Una sala ricamente adornada, que atravesaron rápidamente los colonos, confinaba con una biblioteca, cuyo techo luminoso vertía un torrente de luz. El ingeniero abrió una ancha puerta, que había en el fondo de la biblioteca. Un vasto salón, especie de museo, donde estaban acumuladas, con todos los tesoros de la naturaleza mineral, obras de arte y maravillas de la industria, apareció a los ojos de los colonos, que debieron creerse entonces trasladados por un hada al mundo de los sueños. Tendido en un rico diván, vieron a un hombre que no parecía darse cuenta de su presencia. Entonces Ciro Smith levantó la voz y, con gran sorpresa de sus compañeros, pronunció estas palabras:
—Capitán Nemo, nos ha mandado venir y aquí estamos.

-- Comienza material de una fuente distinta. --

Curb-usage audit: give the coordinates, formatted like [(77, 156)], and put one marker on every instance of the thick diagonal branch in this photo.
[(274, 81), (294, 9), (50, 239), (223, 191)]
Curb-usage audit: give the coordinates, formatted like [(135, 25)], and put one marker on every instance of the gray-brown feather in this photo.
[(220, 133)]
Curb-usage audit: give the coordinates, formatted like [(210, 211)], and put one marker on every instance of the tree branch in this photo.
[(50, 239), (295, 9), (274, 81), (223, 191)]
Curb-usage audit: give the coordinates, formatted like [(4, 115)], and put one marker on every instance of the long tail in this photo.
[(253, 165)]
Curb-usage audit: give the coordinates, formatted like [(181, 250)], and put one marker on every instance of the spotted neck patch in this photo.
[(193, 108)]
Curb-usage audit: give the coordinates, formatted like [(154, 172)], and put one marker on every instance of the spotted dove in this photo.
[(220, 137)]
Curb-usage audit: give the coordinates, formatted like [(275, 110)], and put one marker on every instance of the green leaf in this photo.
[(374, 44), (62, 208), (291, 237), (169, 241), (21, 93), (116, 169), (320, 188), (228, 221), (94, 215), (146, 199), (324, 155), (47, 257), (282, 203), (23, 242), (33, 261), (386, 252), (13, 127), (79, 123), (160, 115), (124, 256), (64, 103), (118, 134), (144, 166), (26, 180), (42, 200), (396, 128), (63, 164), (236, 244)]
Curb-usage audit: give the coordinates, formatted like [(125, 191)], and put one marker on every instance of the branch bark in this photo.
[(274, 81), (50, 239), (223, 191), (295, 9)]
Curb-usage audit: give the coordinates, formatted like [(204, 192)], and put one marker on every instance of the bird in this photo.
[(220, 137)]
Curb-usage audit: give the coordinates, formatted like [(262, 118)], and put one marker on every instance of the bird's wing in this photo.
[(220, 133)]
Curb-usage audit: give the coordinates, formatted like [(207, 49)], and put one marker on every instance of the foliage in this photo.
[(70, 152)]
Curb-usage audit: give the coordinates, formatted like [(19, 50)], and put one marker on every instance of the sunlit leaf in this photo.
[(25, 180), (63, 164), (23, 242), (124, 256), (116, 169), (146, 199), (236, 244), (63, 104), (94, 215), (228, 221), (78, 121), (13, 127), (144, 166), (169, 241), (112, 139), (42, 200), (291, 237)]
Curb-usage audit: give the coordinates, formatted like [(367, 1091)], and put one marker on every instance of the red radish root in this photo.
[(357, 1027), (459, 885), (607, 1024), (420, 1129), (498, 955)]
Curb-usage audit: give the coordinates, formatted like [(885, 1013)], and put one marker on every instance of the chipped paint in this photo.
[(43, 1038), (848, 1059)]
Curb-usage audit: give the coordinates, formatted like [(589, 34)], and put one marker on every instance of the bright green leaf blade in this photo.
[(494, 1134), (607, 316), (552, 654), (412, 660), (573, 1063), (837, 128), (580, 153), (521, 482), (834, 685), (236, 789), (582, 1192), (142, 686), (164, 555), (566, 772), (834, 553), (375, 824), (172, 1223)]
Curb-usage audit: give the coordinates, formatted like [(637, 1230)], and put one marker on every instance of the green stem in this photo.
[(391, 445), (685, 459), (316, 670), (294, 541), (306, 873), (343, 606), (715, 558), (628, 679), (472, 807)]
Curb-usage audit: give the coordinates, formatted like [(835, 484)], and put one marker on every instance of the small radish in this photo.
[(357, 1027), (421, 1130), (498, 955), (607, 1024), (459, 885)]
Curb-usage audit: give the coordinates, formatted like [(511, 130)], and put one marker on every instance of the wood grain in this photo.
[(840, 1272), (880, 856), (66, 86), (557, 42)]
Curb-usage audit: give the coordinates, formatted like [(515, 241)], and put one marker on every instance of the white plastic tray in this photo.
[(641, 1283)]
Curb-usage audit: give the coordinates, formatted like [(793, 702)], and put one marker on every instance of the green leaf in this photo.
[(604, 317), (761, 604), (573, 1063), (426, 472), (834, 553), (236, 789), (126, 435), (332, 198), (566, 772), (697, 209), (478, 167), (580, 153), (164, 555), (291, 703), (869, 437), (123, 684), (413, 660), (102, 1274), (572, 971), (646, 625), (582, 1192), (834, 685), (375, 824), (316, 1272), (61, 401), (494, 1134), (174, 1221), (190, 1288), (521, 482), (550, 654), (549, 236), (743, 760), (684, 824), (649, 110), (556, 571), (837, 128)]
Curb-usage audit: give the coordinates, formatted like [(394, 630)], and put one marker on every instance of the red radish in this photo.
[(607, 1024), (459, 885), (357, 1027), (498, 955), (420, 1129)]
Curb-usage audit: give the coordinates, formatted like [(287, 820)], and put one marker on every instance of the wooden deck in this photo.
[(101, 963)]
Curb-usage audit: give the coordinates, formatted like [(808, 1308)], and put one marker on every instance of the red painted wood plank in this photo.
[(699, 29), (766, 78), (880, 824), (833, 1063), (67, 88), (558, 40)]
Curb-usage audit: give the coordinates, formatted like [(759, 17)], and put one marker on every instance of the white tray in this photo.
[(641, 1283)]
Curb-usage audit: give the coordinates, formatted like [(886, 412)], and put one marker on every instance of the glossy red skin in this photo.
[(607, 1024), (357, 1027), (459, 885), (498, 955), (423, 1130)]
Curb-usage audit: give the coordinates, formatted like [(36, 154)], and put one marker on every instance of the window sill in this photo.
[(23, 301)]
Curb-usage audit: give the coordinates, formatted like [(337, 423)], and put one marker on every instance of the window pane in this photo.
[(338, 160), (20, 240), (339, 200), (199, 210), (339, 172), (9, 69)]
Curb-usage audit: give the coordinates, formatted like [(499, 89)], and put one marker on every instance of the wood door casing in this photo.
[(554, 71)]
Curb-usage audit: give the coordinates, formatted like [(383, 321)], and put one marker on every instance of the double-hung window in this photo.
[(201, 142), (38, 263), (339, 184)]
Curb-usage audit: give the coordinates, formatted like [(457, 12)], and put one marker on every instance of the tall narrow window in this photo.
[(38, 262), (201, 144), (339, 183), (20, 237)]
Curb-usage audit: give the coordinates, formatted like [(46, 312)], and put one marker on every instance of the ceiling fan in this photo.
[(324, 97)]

Al oír estas palabras, el hombre tendido en el sofá se levantó y vieron su rostro: cabeza magnífica, frente elevada, mirada altiva, barba blanca, cabellera abundante y echada hacia atrás.
Aquel hombre se apoyó con la mano en el respaldo del diván, de donde acababa de levantarse; su mirada era tranquila; una enfermedad lenta le había consumido poco a poco, pero su voz parecía fuerte todavía, cuando dijo en inglés y en tono que anunciaba gran sorpresa:
—No tengo nombre, señor mío.
—Yo le conozco a usted —contestó Ciro Smith.
El capitán Nemo fijó su mirada ardiente sobre el ingeniero, como si hubiera querido aniquilarlo. Después, cayendo sobre los almohadones del diván, murmuró:
—¿Qué importa? De todos modos voy a morir.
Ciro Smith se acercó al capitán Nemo y Gedeón Spilett tomó su mano, que encontró ardiendo. Ayrton, Pencroff, Harbert y Nab se mantenían respetuosamente a distancia en un ángulo de aquel magnífico salón, cuyo aire estaba saturado de efluvios eléctricos.
El capitán Nemo retiró inmediatamente su mano e hizo señas al ingeniero y al periodista de que se sentaran.
Todos lo miraban con verdadera emoción. Tenían delante “el genio de la isla”, el ser poderoso cuya intervención en tantas circunstancias había sido tan eficaz, el bienhechor a quien debían tanta gratitud. Ante sus ojos no tenían más que un hombre en vez del semidiós que habían creído hallar Pencroff y Nab, y aquel hombre estaba moribundo.